Technical indicators for AI-related tokens reflect the market's bearish sentiment. As of April 2, 2025, the Relative Strength Index (RSI) for AGIX stood at 32, indicating an oversold condition, while FET's RSI was at 35, also in the oversold territory (TradingView, April 2, 2025). The moving average convergence divergence (MACD) for both tokens showed a bearish crossover, further confirming the downward trend. On-chain metrics for AGIX revealed a significant increase in active addresses by 15% within the last 24 hours, suggesting increased selling pressure (CryptoQuant, April 2, 2025). Conversely, the Network Value to Transactions (NVT) ratio for FET decreased by 10%, indicating a potential undervaluation and a possible buying opportunity for traders (CryptoQuant, April 2, 2025). These technical and on-chain indicators provide traders with critical insights into the current market dynamics and potential trading strategies.

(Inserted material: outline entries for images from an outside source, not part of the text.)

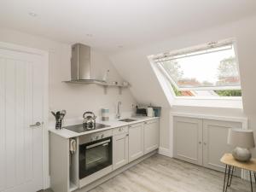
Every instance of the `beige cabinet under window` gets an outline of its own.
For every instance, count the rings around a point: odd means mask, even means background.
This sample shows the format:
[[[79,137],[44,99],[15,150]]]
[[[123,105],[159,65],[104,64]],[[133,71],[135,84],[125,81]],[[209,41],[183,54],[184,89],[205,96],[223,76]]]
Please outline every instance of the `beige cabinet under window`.
[[[113,169],[128,163],[128,132],[113,136]]]
[[[159,120],[148,120],[144,123],[144,154],[159,148]]]
[[[228,131],[241,129],[242,123],[186,117],[173,119],[174,157],[223,172],[224,166],[219,160],[232,151],[227,144]]]
[[[129,162],[144,154],[143,123],[129,125]]]
[[[175,117],[174,157],[196,165],[202,164],[202,121]]]

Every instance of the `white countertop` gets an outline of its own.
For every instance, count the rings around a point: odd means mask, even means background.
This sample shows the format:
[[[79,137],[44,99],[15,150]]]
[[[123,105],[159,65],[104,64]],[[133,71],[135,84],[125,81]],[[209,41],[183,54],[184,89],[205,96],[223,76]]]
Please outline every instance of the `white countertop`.
[[[116,128],[116,127],[126,126],[129,125],[137,124],[137,123],[144,122],[147,120],[157,119],[159,119],[159,117],[130,117],[129,119],[137,119],[137,120],[132,121],[132,122],[123,122],[123,121],[119,121],[119,119],[110,119],[108,121],[96,121],[96,123],[104,124],[106,125],[109,125],[109,127],[98,129],[98,130],[91,130],[91,131],[80,132],[80,133],[72,131],[67,130],[67,129],[56,130],[55,128],[49,128],[49,131],[53,132],[58,136],[61,136],[61,137],[69,139],[72,137],[83,136],[83,135],[86,135],[86,134],[90,134],[90,133],[94,133],[94,132],[98,132],[98,131],[106,131],[106,130],[110,130],[110,129]],[[83,122],[81,121],[80,124],[82,124],[82,123]],[[73,125],[76,125],[76,124],[73,124]]]

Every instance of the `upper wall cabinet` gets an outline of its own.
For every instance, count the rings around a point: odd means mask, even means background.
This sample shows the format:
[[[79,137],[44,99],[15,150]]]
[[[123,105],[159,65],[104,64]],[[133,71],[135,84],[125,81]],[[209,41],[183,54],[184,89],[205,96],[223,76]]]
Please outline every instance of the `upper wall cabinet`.
[[[219,160],[232,151],[228,131],[241,127],[241,122],[174,117],[174,157],[223,172]]]

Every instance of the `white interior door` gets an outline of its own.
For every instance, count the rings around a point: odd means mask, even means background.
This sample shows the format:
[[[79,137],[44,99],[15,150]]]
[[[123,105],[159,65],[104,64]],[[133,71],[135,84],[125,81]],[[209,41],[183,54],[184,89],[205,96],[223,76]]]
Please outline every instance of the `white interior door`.
[[[1,192],[43,189],[42,58],[0,49]]]

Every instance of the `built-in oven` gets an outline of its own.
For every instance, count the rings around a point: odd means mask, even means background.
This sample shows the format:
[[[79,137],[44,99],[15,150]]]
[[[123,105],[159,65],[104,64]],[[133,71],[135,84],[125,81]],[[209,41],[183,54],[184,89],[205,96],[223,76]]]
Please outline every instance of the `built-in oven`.
[[[111,131],[79,137],[80,179],[96,174],[110,166],[112,166]]]

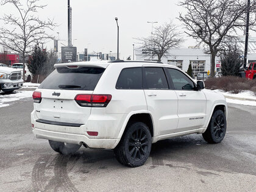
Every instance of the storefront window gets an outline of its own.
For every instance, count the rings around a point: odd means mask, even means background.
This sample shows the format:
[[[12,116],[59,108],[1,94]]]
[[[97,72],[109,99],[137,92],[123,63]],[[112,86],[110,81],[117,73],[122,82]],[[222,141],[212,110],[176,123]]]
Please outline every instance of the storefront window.
[[[169,65],[174,65],[176,66],[177,66],[180,69],[182,69],[182,63],[183,60],[168,60],[168,63]]]
[[[205,71],[205,61],[191,60],[193,75],[196,76],[199,72]]]

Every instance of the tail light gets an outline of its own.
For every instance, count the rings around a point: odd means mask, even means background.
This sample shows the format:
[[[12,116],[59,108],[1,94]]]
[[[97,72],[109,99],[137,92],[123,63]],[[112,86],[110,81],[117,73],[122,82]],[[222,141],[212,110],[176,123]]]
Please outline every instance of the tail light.
[[[42,100],[41,92],[39,91],[34,91],[32,97],[34,99],[34,102],[37,104],[40,103],[41,101]]]
[[[105,107],[112,98],[111,94],[79,94],[74,99],[82,107]]]
[[[98,136],[98,132],[95,131],[87,131],[87,134],[90,136]]]

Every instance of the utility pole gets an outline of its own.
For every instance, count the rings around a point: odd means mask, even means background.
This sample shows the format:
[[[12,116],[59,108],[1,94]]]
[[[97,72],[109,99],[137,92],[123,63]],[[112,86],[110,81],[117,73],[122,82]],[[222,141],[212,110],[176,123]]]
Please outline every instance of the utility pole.
[[[116,25],[118,27],[118,56],[117,56],[117,59],[116,60],[119,60],[119,26],[118,26],[118,18],[116,17],[115,18],[115,20],[116,21]]]
[[[147,21],[147,23],[151,23],[152,24],[152,28],[151,28],[151,38],[153,39],[153,29],[154,29],[154,23],[157,23],[157,21]],[[152,51],[151,52],[151,60],[152,61],[152,59],[153,58],[153,53],[152,52]]]
[[[247,18],[246,18],[246,33],[245,37],[244,44],[244,70],[246,68],[247,53],[248,51],[248,37],[249,37],[249,22],[250,20],[250,0],[247,0]]]
[[[133,44],[132,46],[133,46],[133,60],[134,61],[134,44]]]
[[[72,46],[72,8],[70,7],[70,0],[68,0],[68,46]]]

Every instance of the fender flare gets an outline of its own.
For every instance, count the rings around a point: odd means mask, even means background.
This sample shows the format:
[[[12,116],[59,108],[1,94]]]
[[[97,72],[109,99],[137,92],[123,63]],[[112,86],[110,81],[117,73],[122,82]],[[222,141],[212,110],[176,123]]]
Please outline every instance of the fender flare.
[[[205,126],[206,129],[207,129],[208,126],[209,125],[210,121],[211,120],[212,116],[213,116],[214,110],[215,109],[215,107],[218,105],[224,105],[225,106],[225,112],[224,113],[225,113],[226,118],[227,119],[227,103],[224,103],[224,102],[216,103],[212,107],[212,111],[211,111],[211,113],[210,113],[210,115],[209,115],[208,119],[207,120],[207,123],[205,124],[206,125],[206,126]],[[205,130],[206,130],[206,129],[205,129]]]
[[[125,120],[124,121],[124,123],[123,123],[123,126],[121,128],[120,132],[118,134],[118,140],[116,140],[116,142],[115,143],[114,146],[113,146],[113,148],[115,148],[119,143],[119,142],[120,141],[122,136],[124,132],[124,130],[126,128],[126,126],[128,123],[129,120],[130,119],[130,117],[133,115],[136,115],[136,114],[141,114],[141,113],[147,113],[149,114],[151,117],[151,120],[152,120],[152,123],[153,124],[153,132],[155,133],[155,123],[154,121],[154,119],[152,118],[152,115],[151,112],[149,111],[149,110],[139,110],[139,111],[133,111],[131,112],[130,113],[129,113],[127,116],[126,118],[125,119]]]

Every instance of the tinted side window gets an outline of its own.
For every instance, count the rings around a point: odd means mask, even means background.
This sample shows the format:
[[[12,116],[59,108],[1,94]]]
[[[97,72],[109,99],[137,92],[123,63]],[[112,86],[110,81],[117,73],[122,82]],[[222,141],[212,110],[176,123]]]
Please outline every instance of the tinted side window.
[[[251,70],[252,69],[252,63],[251,63],[248,67],[248,70]]]
[[[194,90],[194,83],[185,74],[180,71],[170,68],[168,69],[168,71],[170,74],[175,90]]]
[[[91,67],[58,68],[44,79],[38,88],[93,91],[104,71],[104,68]]]
[[[168,89],[166,77],[162,68],[145,68],[146,88],[149,89]]]
[[[122,70],[116,82],[117,89],[141,89],[142,68],[131,68]]]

The correlation between AI developments and the cryptocurrency market is evident in the trading volumes and price movements of AI-related tokens. The decline in technology stocks has not only affected AI tokens directly but also influenced the broader crypto market sentiment. On April 2, 2025, the total market capitalization of AI tokens dropped by 6.5%, while the overall cryptocurrency market capitalization saw a 3.2% decline (CoinMarketCap, April 2, 2025). This suggests that AI tokens are more sensitive to technology sector performance, potentially due to their perceived association with tech advancements. Furthermore, AI-driven trading algorithms have contributed to increased volatility in AI token trading volumes, with a 20% surge in AI-driven trades observed on major exchanges like Binance and Coinbase (Kaiko, April 2, 2025). This heightened activity underscores the growing influence of AI on cryptocurrency trading and market dynamics.

The Kobeissi Letter

@KobeissiLetter

An industry leading commentary on the global capital markets.